同じ道を何度も歩き微かな異変を見つける。最近そんなゲームが流行っていたなとぼんやり考えていると制服の胸ポケットに入れたスマホがぶるっと震えた。
「彼女からか?」
「ん。少し遅れるって」
毎週、彼女の塾の時間の前に一緒に食事をするのだが、家の用事で待ち合わせに遅れるとの連絡だった。何も問題はいらない。OKのスタンプをまず送って更に一言付け加える。
「あいしてる、ね」
「おい見るなよ」
「それ新しい彼女?」
「いや違う。この前の子は……お断りさせていただいた」
まっすぐ前を見据えていた照夜が男にしては大きめな目を更に見開いて勢いよく俺を見た。珍しいじゃん!つか初めてじゃね?どうしたんだよ!足を止め興奮気味に聞いてくるから思わずこちらと足を止める。
「言わない」
「なんでだよ、教えろよ」
黙って首を振る。告白してくれた子へのせめてもの礼儀だ。たとえ振ってしまったとしても大切であることは変わりない。

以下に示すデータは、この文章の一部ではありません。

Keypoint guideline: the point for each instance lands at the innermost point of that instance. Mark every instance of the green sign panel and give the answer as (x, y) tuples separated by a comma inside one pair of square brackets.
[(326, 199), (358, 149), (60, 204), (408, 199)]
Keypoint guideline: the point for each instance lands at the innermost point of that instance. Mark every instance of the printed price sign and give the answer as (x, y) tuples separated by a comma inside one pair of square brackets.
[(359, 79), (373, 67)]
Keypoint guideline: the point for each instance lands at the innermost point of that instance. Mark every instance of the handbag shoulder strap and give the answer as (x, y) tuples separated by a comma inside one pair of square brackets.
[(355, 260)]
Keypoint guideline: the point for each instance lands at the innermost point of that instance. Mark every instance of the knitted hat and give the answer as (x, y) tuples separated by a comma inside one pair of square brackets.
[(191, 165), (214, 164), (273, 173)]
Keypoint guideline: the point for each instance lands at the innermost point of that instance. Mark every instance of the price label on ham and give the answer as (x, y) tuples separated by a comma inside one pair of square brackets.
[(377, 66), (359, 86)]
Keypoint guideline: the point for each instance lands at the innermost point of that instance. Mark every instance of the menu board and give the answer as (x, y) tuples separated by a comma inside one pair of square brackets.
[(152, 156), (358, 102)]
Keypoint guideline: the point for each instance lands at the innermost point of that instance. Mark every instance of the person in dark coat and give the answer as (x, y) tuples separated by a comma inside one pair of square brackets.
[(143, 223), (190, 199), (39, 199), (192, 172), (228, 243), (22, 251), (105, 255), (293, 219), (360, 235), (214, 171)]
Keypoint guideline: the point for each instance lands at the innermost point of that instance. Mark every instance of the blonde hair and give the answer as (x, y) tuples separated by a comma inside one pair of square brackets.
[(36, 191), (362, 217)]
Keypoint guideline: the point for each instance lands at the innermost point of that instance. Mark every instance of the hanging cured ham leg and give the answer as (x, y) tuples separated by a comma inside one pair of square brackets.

そんな俺を知ってか知らずや照夜はしつこく尋ねてくる。どうするか考えあぐねているうちにまたいつもの踏切にやってきた。
「ちぇ、明日は答えてもらうからな」
「黙秘します」
「かっこつけやがって。じゃあまた明日」
いつもと同じ別れの言葉。電車はまだきていない。踏切のバーもあがったまま。踏切を挟んで照夜の顔をじっと見つめた。
「なんだよ。早く行けよ」
「いや、今日は照夜が行くの見てる」
「は?なんで?」
「なんとなく。どんな顔してるか見たほうがいいと思ったから」
焦る必要がない静かな踏切でまっすぐ目を見て伝えた。なんだよそれ。きもいっつーの!途端に騒ぎ出す様子を見てなんだか楽しくなってくる。
「じゃー先行くわ。もう電車くるし」
「おう。気をつけて」
「ん。…………」
――あのさ
階段に足をかけた照夜が突然振り返った。
「俺はっ、その……大好きのほうが、正雪らしいと思う」
「へ?」
「じゃ、じゃあな!また明日!」
それだけ言うと今度こそホームに向かって階段を駆け上がっていった。立ち去る間際に見えたのは真っ赤な頬と固く結んだ口元。
遅くなると言ったがそろそろ彼女が待ち合わせ場所に着か時間だ。遅刻は厳禁。もう行かなくては。なのに根っこが生えたみたいに俺はその場から動けなくなってしまった。
どうして遅れたの?彼女は俺に尋ねるだろう。なんで告白断ったんだよ?照夜はまた明日も聞いてくるだろう。それなのに、どうしよう。自分でも何もわからない。
ただ俺の中には照夜に笑っていてほしい自分がいる。いやいつもじゃなくてもいい。元気がなくてもいいし弱音を吐いたっていい。怒ってたってぼーっとしてたっていい。笑ってるのが一番だけど、どれも全部、照夜は照夜だから。
「俺のすべて、か」
要先輩、俺、前よりずっとわかる気がします。
電車がくる気配もないのに踏切の鐘の音が頭に響いて離れなかった。